At both a brit milah (circumcision, which is a covenant between God and the Jewish people - Genesis 17) and the seder, there is a special spot for Elijah. What is the connection between Passover and brit milah?
The seder commemorates the Paschal lamb (Exodus 12:3-14, 43-50), whose blood was used as a sign to God to "pass over" the Jewish homes during the plague of the first born. Similarly, the covenant between God and Abraham was sealed with the blood of circumcision. The Paschal sacrifice is the only sacrifice that may not be eaten by a man who has not had a brit milah (Exodus 12:48).

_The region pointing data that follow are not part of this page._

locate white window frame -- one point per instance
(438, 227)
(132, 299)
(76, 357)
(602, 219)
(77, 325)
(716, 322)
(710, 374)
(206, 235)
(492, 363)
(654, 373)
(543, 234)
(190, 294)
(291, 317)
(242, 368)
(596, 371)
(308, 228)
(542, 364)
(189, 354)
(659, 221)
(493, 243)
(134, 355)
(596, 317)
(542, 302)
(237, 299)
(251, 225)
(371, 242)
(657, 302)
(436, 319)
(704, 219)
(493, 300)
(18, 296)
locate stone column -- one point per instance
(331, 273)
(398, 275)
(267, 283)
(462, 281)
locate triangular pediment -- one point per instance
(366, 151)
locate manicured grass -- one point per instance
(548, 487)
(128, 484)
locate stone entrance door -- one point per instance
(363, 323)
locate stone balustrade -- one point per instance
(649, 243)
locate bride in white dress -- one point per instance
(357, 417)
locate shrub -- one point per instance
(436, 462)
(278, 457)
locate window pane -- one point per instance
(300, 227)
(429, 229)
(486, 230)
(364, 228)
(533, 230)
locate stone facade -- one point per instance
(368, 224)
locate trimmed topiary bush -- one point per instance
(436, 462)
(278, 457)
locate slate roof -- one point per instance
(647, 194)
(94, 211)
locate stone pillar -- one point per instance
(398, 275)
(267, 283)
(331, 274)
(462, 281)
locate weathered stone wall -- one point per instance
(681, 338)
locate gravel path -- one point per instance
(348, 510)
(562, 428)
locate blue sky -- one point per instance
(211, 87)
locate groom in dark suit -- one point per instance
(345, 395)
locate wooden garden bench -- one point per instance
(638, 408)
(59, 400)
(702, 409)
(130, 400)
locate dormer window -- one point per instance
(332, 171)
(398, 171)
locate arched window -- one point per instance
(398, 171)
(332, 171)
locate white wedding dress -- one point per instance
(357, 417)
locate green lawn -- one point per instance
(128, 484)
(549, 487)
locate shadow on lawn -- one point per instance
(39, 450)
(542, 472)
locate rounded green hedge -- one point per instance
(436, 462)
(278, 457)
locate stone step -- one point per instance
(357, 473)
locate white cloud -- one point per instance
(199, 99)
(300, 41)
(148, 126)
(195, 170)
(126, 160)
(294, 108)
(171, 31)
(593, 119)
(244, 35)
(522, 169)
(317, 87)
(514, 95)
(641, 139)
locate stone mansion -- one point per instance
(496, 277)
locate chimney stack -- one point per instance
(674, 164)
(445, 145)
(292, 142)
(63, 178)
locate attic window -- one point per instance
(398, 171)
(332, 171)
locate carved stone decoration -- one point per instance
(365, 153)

Elijah “appears” at these two ceremonies because, ultimately, he will be the harbinger of the Messianic age. But in order to bring the Messiah, the Jews must be true to their faith...and no rituals are more definitive of Jewish life than the brit milah and the seder (when the miracles God performed for the Jewish people are remembered).
Elijah’s role is that of the loving rebuker. He loved the Jews so much that he could not abide their misdeeds. He railed at their idol worship and their abandonment of the covenant of circumcision. He wanted nothing to do with them until they repented (Kings I 19:10). Therefore, Elijah now appears at each brit milah to honor those who are maintaining the covenant, and at each seder, to remind us of the promise of redemption.